La bibliothèque libre.
Le texte de cette page a été corrigé et est conforme au fac-similé.

Ils se nourrissent d’erreurs en croyant se nourrir d’estime ; ils se trouvent aimer un homme, parce qu’ils ont aimé la vertu ; ils sont trompés par des misérables, parce que, ne pouvant vraiment aimer qu’un homme de bien, ils croient sentir que celui qui se présente pour réaliser leur chimère est nécessairement tel.

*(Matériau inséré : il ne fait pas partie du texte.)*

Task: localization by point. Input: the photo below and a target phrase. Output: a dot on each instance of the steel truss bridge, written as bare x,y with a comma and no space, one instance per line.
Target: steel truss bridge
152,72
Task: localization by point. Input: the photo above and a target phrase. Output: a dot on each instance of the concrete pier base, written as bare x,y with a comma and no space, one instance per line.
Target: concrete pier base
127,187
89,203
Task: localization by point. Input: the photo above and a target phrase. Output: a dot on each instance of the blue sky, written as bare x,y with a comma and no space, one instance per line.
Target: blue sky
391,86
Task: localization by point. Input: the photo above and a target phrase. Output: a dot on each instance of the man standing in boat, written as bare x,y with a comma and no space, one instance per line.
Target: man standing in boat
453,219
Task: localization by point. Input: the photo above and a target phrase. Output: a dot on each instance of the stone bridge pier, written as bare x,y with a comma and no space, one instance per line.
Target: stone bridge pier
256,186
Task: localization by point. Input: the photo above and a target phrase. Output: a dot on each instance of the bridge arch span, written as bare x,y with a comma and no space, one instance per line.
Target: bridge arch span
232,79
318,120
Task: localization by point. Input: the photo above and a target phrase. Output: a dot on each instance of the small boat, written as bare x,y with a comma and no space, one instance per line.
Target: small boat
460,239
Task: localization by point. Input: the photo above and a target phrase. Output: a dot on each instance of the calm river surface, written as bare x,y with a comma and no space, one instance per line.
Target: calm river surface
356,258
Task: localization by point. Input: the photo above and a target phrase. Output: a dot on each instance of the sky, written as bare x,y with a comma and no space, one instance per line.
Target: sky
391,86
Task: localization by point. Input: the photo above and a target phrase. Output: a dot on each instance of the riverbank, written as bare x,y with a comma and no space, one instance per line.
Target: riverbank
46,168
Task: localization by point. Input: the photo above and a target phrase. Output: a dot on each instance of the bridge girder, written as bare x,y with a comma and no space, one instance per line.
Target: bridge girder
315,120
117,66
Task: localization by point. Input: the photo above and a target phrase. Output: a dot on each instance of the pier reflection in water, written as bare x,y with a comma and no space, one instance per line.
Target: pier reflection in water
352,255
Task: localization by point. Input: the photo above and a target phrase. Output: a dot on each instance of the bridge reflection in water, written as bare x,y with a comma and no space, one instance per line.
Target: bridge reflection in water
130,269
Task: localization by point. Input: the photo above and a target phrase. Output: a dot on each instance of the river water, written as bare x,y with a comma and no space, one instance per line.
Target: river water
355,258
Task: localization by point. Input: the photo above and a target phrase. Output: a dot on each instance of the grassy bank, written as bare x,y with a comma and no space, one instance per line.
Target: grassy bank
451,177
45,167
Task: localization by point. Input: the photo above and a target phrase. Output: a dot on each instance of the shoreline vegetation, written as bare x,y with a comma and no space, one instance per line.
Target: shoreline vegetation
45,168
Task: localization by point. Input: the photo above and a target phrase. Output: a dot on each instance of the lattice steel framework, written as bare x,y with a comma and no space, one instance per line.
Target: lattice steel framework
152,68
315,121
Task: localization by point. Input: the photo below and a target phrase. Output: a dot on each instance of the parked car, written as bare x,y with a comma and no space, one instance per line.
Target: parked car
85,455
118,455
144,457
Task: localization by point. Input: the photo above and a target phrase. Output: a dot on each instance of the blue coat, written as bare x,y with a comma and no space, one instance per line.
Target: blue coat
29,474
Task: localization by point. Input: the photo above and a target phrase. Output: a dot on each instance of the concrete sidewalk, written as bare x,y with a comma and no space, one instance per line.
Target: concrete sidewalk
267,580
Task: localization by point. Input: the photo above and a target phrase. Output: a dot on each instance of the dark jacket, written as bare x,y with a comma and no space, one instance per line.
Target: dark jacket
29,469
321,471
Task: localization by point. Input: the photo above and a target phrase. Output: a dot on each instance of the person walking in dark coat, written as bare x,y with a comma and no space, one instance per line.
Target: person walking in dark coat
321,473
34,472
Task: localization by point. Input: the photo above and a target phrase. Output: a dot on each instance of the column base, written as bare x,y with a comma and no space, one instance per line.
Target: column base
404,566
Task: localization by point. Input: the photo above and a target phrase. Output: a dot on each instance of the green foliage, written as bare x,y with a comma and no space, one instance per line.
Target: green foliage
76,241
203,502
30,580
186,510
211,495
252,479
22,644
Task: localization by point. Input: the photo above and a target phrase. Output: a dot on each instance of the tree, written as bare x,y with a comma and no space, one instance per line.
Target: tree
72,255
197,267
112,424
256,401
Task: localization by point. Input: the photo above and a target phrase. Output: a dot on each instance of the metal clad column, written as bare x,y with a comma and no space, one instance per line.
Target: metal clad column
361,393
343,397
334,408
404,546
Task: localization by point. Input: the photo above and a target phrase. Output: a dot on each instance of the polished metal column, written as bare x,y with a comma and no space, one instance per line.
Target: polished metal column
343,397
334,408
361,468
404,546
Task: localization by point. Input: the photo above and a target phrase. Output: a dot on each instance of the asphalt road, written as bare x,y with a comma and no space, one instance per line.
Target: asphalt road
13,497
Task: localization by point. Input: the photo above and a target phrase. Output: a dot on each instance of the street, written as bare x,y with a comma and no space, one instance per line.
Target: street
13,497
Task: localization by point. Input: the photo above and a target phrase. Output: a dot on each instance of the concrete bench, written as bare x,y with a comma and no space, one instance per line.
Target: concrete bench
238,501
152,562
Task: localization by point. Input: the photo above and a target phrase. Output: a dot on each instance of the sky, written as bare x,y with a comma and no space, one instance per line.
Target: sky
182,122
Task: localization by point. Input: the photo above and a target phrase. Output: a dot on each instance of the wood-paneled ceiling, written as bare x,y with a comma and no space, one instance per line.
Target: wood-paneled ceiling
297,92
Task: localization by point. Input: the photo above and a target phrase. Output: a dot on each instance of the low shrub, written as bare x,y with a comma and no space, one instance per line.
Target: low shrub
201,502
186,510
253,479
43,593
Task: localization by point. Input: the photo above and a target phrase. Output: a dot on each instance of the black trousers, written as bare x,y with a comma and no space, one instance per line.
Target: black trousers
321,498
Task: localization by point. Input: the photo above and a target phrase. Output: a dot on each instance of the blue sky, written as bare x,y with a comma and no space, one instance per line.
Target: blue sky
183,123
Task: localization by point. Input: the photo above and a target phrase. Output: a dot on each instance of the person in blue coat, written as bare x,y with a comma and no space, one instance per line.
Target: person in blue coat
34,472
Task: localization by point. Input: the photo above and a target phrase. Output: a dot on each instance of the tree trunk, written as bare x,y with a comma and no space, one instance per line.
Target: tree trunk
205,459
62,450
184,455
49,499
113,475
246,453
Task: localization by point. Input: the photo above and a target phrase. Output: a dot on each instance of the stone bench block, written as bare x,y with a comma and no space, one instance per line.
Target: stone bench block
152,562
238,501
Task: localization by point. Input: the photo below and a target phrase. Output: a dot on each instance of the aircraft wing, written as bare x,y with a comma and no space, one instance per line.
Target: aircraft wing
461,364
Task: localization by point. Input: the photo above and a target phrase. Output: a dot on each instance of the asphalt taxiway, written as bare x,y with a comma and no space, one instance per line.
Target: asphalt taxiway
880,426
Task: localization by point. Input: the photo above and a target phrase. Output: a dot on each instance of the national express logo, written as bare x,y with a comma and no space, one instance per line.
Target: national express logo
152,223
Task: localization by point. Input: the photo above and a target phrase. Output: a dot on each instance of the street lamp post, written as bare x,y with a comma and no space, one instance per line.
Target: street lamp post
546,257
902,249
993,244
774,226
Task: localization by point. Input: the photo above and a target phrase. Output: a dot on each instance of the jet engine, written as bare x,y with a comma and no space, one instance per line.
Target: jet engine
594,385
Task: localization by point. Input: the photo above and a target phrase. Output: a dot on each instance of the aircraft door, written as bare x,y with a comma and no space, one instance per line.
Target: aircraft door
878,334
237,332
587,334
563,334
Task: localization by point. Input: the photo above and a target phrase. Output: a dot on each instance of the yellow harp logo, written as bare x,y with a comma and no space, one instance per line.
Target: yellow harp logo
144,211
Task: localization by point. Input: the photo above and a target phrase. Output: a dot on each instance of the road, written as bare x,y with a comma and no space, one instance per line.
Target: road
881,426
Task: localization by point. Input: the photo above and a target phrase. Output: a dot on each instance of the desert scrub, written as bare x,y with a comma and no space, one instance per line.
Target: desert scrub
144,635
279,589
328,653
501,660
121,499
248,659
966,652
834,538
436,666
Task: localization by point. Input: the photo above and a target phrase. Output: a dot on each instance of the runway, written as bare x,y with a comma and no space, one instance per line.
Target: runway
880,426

« L’énergie de l’âme, l’estime, la confiance, le besoin d’en montrer, celui d’en avoir ; des sacrifices à récompenser, une fidélité à couronner, un espoir à entretenir, une progression à suivre ; l’agitation, l’intolérable inquiétude du cœur et des sens ; le désir si louable de commencer à payer tant d’amour, le désir non moins juste de resserrer, de consacrer, de perpétuer, d’éterniser des liens si chers ; d’autres désirs encore, certaine crainte, certaine curiosité, des hasards qui l’indiquent, le destin qui le veut, tout livre une femme aimante dans les bras du lovelace. Elle aime, il s’amuse ; elle se donne, il s’amuse ; elle jouit, il s’amuse ; elle rêve la durée, le bonheur, le long charme d’un amour mutuel ; elle est dans les songes célestes ; elle voit cet œil que le plaisir embrase, elle voudrait donner une félicité plus grande ; mais le monstre s’amuse : les bras du plaisir la plongent dans l’abîme, elle dévore une volupté terrible.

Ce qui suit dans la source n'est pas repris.